A production-style quant data-engineering pipeline — ingest → validate → features → backtest — with an interactive Streamlit dashboard, an APScheduler cron daemon, a full pytest suite, and Docker support.


Architecture

flowchart TD
    YF["📡 yfinance\n(market data API)"]
    DB[("🦆 DuckDB\nprices.duckdb\ntable: ohlcv")]
    VAL["🔍 OHLCVValidator\n• no null close/volume\n• High ≥ Close ≥ Low\n• date contiguity"]
    FE["⚙️ FeatureEngineer\n• Momentum ROC-20\n• RSI-14 Wilder EMA\n• Rolling Volatility\n• SMA Crossover Signal"]
    BT["📊 Backtester\n• vectorbt (primary)\n• pandas (fallback)\n• Sharpe / MaxDD / CAGR"]
    PF["💼 PortfolioBacktester\n• equal-weight 10-ticker\n• Sharpe / Sortino / Calmar"]
    CLI["🖥️ Typer + Rich CLI\ningest / features /\nbacktest / portfolio /\nvalidate / run-all / schedule"]
    DASH["📈 Streamlit Dashboard\n• price chart + signals\n• signal comparison table\n• cumulative returns\n• deep-dive sub-panels"]
    SCH["🕕 APScheduler\nMon–Fri 18:00 UTC\ncron daemon"]
    RPT["📄 Validation Reports\nlogs/pipeline.log\nreports/*.json"]
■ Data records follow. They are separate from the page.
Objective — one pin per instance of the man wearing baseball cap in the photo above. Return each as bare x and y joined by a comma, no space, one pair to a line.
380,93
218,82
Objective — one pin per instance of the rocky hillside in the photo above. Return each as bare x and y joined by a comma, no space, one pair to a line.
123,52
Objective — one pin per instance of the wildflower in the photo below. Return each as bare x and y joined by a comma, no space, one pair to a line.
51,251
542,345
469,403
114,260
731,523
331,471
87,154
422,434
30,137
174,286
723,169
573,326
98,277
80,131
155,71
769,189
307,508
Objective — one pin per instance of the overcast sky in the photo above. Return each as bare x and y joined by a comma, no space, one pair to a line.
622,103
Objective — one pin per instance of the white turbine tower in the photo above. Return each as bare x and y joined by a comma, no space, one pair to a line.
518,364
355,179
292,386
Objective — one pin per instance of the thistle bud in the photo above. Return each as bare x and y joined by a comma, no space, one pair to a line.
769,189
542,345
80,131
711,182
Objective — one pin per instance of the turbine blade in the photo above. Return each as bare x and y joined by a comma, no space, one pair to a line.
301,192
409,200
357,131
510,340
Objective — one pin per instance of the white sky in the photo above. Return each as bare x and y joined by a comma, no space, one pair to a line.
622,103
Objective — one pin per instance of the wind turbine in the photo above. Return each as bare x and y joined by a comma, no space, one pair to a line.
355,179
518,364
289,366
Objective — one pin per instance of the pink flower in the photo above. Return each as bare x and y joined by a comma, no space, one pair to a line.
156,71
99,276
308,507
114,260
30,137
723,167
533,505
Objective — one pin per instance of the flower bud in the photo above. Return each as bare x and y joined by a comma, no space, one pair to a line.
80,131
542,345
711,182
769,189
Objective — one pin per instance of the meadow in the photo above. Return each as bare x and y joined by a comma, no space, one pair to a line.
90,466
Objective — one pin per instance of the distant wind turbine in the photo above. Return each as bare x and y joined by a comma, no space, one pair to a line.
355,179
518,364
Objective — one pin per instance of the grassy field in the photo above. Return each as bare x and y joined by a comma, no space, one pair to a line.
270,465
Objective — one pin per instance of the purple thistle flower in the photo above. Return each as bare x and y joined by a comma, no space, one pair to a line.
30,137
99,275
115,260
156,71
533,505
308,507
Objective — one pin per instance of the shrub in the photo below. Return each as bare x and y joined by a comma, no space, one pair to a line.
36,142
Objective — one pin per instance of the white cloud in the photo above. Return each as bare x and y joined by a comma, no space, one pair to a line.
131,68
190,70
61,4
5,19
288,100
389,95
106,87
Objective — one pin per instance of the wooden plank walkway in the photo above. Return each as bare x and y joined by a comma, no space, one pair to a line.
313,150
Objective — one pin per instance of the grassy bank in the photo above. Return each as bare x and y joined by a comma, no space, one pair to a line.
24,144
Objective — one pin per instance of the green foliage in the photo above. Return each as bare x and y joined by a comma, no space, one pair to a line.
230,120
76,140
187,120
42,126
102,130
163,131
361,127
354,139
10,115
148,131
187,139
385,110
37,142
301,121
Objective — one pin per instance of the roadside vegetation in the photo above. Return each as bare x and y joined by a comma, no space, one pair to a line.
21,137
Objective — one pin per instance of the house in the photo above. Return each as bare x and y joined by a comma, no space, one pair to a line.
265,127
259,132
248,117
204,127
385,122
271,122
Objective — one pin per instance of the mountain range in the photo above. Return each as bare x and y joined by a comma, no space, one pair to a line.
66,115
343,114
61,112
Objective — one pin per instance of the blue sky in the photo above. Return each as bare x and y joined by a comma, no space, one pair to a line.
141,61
    YF -->|"OHLCV download"| DB
    DB -->|"per-ticker df"| VAL
    VAL -->|"clean df"| FE
    FE -->|"feature DataFrame"| BT
    FE -->|"feature DataFrame"| PF
    BT -->|"BacktestResult"| CLI
    PF -->|"PortfolioResult"| CLI
    DB -->|"live query"| DASH
    SCH -->|"triggers ingest"| YF
    SCH -->|"triggers features"| FE
    VAL -->|"JSON report"| RPT
    SCH -->|"rotating log"| RPT
Loading

Quick Start

Option A — Docker (recommended)

# 1. Clone and enter the project
git clone https://github.com/KavinSundarr/alpha-pipeline.git
cd alpha-pipeline

# 2. Build the image and start the dashboard
docker-compose up --build dashboard

# 3. In a separate terminal, run the full pipeline
docker-compose run --rm pipeline ingest
docker-compose run --rm pipeline run-all --start 2020-01-01

# Dashboard is live at http://localhost:8501

Option B — Local Python

# 1. Create and activate a virtual environment
python -m venv .venv
source .venv/bin/activate          # Windows: .venv\Scripts\activate

# 2. Install dependencies
#    (pin numpy first to avoid the vectorbt / NumPy-2 conflict)
pip install "numpy==1.26.4"
pip install -r requirements.txt

# 3. Ingest market data (downloads ~10 years of OHLCV for 10 tickers)
python main.py ingest

# 4. Run the full pipeline
python main.py run-all --start 2020-01-01

# 5. Launch the dashboard
streamlit run dashboard/app.py

Backtest Results

SMA(20/50) crossover strategy · 2020-01-01 → 2024-12-31 · $100,000 starting capital · 10 bps commission Run python main.py run-all --start 2020-01-01 to reproduce on your machine.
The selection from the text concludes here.